На скрещении пересел в другой поезд и снова потерялся, как иголка, среди миллиона людей.
Комната была небольшая, но в ней было светло и уютно, а на дворе из темноты кто-то кланялся, заглядывал и стучал голыми, прилипавшими к стеклам ветвями, и в трубе возились, слышался непонятный разговор, чудилось пение без слов, без мотива.
Как засветившаяся искорка, среди темных звуков прозвенел тоненький голосок:
– Мама, кто в трубе разговаривает, он – живой?
– Нет, дружок, это – ветер.
Девочка лет четырех сидела в кроватке и пересматривала тысячу раз пересмотренные картинки в книжке. На стене темная тень мерно взмахивала черной рукой, и казалось, ее плоские движения по стене имели загадочное отношение ко всем спутанным, неясным, разбросанным в доме звукам осенней ночи.
– Мамочка, ты сегодня не будешь плакать?
– Нет, дружочек.
Кто-то плакал, стучал и просился в окна, в стены, в двери, у кого-то не было счастья и ласки, или ему не нужно их было, и он смеялся, издеваясь над теплом, уютом, над светлой комнатой, над тоненьким голоском ребенка.
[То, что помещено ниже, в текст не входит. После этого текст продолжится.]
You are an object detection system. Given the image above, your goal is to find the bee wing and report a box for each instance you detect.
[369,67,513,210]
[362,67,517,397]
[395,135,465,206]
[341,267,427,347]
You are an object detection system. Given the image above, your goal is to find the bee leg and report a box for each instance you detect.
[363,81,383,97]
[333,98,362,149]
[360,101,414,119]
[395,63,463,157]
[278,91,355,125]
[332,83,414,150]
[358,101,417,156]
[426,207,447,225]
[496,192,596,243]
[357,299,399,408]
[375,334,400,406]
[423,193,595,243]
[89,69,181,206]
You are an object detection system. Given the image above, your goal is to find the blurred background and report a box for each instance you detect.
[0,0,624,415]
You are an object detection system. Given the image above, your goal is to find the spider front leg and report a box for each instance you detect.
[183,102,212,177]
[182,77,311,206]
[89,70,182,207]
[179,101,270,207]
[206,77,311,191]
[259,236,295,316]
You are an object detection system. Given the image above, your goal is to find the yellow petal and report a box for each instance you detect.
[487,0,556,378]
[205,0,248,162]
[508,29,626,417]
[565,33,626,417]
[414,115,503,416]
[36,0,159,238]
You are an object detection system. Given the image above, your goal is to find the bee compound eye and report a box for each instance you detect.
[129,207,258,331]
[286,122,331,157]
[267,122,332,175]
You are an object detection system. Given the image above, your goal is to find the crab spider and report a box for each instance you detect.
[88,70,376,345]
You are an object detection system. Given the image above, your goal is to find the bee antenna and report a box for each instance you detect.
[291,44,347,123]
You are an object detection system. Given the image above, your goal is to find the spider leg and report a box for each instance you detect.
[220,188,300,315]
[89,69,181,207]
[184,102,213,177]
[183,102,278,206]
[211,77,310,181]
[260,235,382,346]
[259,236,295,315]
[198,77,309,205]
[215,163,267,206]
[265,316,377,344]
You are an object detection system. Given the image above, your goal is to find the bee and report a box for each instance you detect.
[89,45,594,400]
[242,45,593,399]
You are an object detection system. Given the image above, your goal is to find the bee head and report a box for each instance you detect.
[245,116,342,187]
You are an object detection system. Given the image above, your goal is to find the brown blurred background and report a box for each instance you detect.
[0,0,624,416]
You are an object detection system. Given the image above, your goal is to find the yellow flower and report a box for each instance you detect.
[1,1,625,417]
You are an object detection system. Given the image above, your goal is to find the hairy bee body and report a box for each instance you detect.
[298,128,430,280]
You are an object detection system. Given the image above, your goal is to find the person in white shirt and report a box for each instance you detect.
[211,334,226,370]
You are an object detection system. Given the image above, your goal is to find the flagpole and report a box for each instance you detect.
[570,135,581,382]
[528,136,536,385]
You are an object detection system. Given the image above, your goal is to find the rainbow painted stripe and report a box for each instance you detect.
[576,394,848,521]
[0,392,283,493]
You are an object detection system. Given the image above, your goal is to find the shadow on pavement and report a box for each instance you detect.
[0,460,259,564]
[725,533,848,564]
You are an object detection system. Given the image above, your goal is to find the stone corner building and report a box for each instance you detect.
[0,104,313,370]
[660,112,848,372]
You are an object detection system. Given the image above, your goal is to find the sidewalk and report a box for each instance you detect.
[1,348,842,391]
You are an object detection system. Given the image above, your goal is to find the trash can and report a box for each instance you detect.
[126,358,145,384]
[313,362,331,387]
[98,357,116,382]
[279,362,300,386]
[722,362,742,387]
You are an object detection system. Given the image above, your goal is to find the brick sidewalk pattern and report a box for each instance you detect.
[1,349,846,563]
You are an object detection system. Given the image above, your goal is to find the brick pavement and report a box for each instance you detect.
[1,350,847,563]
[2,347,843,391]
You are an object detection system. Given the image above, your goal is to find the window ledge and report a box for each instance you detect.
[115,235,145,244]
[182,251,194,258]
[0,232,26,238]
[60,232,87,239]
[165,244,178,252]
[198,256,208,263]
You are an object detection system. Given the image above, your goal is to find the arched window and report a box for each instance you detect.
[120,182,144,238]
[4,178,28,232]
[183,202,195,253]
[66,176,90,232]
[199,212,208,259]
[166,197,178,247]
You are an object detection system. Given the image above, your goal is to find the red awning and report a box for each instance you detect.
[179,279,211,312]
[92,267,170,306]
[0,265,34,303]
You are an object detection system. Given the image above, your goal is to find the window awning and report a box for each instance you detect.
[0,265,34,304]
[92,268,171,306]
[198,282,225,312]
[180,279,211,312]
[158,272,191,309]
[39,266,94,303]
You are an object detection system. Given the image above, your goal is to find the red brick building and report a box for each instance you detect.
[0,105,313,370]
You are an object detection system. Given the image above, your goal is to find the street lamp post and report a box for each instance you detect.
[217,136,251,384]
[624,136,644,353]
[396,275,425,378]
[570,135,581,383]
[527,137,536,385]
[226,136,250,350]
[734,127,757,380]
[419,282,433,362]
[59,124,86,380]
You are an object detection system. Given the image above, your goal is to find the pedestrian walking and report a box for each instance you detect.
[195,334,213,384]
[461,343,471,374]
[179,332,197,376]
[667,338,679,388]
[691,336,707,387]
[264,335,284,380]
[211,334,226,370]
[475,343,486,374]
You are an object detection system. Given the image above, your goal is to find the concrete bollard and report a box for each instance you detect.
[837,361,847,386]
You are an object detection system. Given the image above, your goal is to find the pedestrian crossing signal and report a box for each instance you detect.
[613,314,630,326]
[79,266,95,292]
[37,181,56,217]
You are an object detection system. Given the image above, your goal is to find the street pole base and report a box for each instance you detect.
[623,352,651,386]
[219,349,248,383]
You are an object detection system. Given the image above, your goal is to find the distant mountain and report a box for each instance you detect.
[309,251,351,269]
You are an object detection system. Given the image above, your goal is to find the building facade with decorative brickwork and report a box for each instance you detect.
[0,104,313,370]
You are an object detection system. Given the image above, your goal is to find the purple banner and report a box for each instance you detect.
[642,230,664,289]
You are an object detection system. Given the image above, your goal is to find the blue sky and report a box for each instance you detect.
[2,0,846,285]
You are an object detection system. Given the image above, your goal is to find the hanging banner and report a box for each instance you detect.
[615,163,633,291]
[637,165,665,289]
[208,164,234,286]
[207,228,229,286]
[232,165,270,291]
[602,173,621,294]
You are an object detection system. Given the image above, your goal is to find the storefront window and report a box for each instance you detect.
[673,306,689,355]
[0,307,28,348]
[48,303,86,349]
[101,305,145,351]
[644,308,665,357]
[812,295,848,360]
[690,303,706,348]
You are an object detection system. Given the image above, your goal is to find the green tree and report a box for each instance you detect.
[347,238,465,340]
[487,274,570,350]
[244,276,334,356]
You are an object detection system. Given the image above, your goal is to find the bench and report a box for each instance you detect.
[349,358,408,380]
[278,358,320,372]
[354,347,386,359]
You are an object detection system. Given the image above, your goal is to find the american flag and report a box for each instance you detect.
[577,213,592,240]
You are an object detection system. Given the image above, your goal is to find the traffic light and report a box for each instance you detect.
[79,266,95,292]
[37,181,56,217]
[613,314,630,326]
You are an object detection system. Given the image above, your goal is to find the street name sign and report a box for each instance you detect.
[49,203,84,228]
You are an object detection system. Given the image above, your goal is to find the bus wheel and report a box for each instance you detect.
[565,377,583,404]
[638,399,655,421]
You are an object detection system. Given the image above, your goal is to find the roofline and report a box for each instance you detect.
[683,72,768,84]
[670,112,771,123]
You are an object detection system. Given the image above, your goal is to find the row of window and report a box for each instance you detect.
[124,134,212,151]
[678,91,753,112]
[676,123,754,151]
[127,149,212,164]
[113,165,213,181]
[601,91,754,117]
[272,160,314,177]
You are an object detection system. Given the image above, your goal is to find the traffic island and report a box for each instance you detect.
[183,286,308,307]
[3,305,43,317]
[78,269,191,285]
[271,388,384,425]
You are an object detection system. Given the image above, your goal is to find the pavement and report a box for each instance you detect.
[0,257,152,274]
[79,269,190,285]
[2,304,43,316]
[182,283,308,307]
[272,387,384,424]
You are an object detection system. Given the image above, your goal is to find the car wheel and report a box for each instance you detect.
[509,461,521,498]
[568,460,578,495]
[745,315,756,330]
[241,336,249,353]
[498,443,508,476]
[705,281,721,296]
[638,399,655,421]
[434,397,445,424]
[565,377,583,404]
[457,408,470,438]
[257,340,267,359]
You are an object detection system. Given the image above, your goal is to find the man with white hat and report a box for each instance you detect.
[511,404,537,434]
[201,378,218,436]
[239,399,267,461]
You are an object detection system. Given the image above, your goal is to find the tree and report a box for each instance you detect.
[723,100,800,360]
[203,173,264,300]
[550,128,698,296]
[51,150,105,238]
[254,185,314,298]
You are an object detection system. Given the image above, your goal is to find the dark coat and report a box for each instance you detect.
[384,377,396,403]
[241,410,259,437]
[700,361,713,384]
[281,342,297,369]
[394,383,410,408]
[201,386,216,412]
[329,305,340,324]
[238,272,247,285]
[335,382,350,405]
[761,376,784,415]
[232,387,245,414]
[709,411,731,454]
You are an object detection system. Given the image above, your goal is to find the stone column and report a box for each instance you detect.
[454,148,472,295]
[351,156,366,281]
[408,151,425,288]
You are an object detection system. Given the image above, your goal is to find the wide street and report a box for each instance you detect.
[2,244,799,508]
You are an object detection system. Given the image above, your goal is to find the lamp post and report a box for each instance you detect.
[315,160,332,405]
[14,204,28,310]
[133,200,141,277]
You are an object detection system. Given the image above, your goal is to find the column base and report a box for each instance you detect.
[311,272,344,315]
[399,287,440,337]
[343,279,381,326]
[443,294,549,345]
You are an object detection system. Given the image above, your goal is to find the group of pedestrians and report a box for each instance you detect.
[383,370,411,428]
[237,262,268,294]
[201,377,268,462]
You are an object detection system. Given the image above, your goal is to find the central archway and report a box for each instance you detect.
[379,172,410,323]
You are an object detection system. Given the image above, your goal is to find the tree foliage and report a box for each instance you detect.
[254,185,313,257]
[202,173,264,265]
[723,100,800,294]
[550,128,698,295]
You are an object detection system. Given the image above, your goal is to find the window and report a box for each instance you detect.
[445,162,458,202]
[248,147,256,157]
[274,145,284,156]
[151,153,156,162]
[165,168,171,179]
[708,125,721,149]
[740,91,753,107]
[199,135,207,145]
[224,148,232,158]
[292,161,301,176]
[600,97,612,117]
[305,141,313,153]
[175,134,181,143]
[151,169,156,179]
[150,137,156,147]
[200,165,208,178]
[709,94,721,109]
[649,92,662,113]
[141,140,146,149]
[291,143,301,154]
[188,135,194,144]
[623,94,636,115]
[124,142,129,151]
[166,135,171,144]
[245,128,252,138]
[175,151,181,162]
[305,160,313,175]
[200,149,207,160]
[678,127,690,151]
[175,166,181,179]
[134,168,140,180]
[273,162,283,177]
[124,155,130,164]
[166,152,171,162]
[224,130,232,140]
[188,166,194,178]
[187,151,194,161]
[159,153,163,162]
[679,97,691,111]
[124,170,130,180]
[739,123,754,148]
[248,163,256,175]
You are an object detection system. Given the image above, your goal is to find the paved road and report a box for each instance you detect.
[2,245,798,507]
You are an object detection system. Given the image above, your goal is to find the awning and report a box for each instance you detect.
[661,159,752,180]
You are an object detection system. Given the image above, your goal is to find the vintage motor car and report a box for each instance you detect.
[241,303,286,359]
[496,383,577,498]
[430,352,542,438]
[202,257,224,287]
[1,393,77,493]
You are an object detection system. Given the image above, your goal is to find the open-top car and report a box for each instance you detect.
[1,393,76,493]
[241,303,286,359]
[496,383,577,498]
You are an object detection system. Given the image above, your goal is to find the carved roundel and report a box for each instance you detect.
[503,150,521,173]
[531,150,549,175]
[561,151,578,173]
– Мама, отчего козерог – козерог?
– Так назвали, детка.
– Смешной козерог.
Тень перестала двигаться, черная рука слилась с общим контуром, и было неподвижно, задумчиво, точно тонкий налет грусти подергивал предметы. Молодая женщина сидела неподвижно, как и тень на стене, неподвижно лежало на коленях шитье, не поблескивала игла. Бледное лицо говорило застывшим выражением: «Что бы я ни делала, куда бы ни шла, как бы ни были сухи глаза, – слезы, слезы всегда стоят в горле… Дни уходят, молодость уходит, жизнь уходит…»
А за окном снова кто-то кланяется, заглядывает и шуршит мокрыми ветвями, кто-то плачет, кто-то стонет, не то смеется и издевается. И по-прежнему в этом черном мраке ведется свой собственный особенный разговор, в котором нет человеческого смысла. И среди мертвых мятущихся ночных звуков раздался живой человеческий звук, точно кто стукнул под окном.
– Ай!..
В комнате все заполнилось чутким напряжением внимания. Девочка глядела широко раскрытыми глазами.
– Мама, это – он?
– Да нет, моя крошка… не выдумывай, моя птичка.
– У него белые зубы, лохматые ноги…
– Будет, будет… рассматривай свои картинки.